Detroit Lions

Ben Johnson Is Already Writing Checks He Can’t Cash

Feb 25, 2025; Indianapolis, IN, USA; Chicago Bears coach Ben Johnson speaks during the NFL Scouting Combine at the Indiana Convention Center.

Credit: Kirby Lee-Imagn Images

By Chris Schad on March 3, 2025


Ben Johnson has become the Detroit Lions version of Benedict Arnold. One of the key members of Dan Campbell’s coaching staff the past two years, Johnson was hired by the Chicago Bears to smuggle the Lions’ special sauce to the Windy City.

To those around the NFL, Johnson is a wunderkind. He engineered one of the NFL’s best offenses in each of the past two seasons and maximized the talent around him — including Jared Goff. There’s a reason why the Bears gave him $13 million per season, despite no previous head coaching experience.

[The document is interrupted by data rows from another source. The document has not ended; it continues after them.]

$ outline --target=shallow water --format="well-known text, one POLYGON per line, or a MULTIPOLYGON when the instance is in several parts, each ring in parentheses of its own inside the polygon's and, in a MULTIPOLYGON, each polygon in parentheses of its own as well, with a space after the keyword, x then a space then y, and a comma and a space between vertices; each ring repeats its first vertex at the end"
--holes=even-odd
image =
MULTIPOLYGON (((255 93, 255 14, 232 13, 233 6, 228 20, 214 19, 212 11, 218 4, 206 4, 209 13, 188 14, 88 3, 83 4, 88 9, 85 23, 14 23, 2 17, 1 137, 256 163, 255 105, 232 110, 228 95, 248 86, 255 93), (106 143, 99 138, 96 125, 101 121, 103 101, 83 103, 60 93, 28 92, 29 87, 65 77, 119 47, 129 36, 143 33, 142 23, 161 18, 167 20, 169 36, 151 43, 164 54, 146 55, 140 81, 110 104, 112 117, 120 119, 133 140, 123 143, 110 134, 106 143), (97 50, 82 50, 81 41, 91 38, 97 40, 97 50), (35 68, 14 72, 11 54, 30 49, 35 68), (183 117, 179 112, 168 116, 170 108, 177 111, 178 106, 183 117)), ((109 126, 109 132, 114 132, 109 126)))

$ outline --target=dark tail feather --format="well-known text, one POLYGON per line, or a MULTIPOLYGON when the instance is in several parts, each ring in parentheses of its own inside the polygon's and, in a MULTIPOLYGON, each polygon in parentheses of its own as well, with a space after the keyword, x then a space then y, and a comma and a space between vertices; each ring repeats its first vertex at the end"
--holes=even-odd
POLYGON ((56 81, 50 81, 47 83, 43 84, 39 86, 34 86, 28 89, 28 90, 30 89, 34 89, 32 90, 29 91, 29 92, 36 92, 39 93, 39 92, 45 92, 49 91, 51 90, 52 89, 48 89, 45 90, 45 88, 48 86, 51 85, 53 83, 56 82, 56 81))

But even with his inflated bank account, Johnson is writing a bunch of checks he can’t cash. And it’s starting at the NFL Scouting Combine.

Johnson addressed the media, as all head coaches do in Indianapolis, and gave some seemingly harmless comments on what he was excited about when crafting the Bears’ offense. Any head coach in the league is going to be jacked to work with Caleb Williams, who came out of college as perhaps the most highly-regarded quarterback prospect since Andrew Luck in 2012. But what we didn’t expect is the immediate comparisons to his former quarterback.

“Out of structure, the off-schedule, the creation… that’s what stands out the most because that’s really the way that this league is going right now,” Johnson said. “It seems like as much as you want to make it pure progression, one to two to three, there’s just too much variety. The pass rush is coming down and to have an athlete like Caleb extend the play and potentially find an explosive down the field. That’s what gets me going a little bit. I get excited thinking about that because I haven’t been around that since I’ve been in the league.”

Part of this states the obvious: Goff is a system quarterback that dissects defenses. Williams is a quarterback that can extend plays and take risks downfield. While Lions fans have a hair trigger on being offended when it comes to Goff, Johnson is just stating the obvious.

But then he compared Goff to… Penei Sewell?

Yes, Johnson took things a step further when he made an appearance on Pro Football Talk. When Mike Florio and Chris Simms started yucking it up over Penei Sewell’s failed trick play passing attempt against the Bears, Johnson went on to claim that Sewell threw a better pass than Goff.

“The best part of that was he threw a dime every single time in practice,” Johnson said. “We probably took that for three weeks and every time it was a dime. It was better than some other people, Jared Goff? He was pretty darn good at throwing on the move.”

It’s one thing to give an honest assessment of Goff’s strengths and weaknesses. But did he have to go that far to compare him to an offensive lineman?

Johnson went even further than stating the things Williams can do compared as compared to Goff. He also went ahead and described what it was like to play against a quarterback like Williams — even though he was an offensive coordinator.

“I’ve been on the other side, and I’ve experienced it,” Johnson said of Williams, who led the Bears to 20 and 17 points against Detroit last season. “It’s demoralizing when you’re on the other side and you’re watching that happen to your defense.”

Johnson may be haunted by Josh Allen and Jayden Daniels scoring points at will and his offense having to catch up. But the comments come off as tone-deaf to a team that overcame 13 players on injured reserve to post a 15-2 record and earn the No. 1 seed in the NFC. 

It’s why Kerby Joseph and Amik Robertson threw shade back at Johnson on social media after his comments. And posts like these haven’t been an isolated incident. Remember what Amon-Ra St. Brown told Johnson moments after he got the Bears job.

“I told him, I said, ‘For two times a year, Ben, we’re going to f*** you up,” St. Brown said on his podcast in January. “He goes, ‘I’ma f*** you up.’”

St. Brown also called Johnson one of the favorite coaches he’s ever had, but that was before he took a verbal sledgehammer to his quarterback at the combine.

David Montgomery also had a cryptic post toward Johnson after he left for Chicago, which was a completely different tone than when Aaron Glenn took the same position with the New York Jets.

Maybe this is all nothing and these teams just need to move on, but it seems as if Johnson may have bit off more than he can chew. The Bears do have Williams, but they have a ton of holes on their roster that won’t be plugged by top free-agent target Trey Smith after the Kansas City Chiefs franchised him on Thursday.

The Bears also have the same core of players that floundered under Matt Eberflus and now have to play a team that not only poked the Lion (pun intended), but also tried to ether Green Bay Packers head coach Matt LaFleur during his introductory press conference.

It’s like the cool kid in school who says a bunch of stuff to get on everyone’s good side and then gets stuffed in a locker. For a guy who was on the staff, he should know that this team runs on emotion, and his comments will only fuel the Lions when he faces Detroit twice a year. Maybe it’s a good thing he’s cashing in on all that goodwill now, because he’s at risk of busting out, at least against his former team.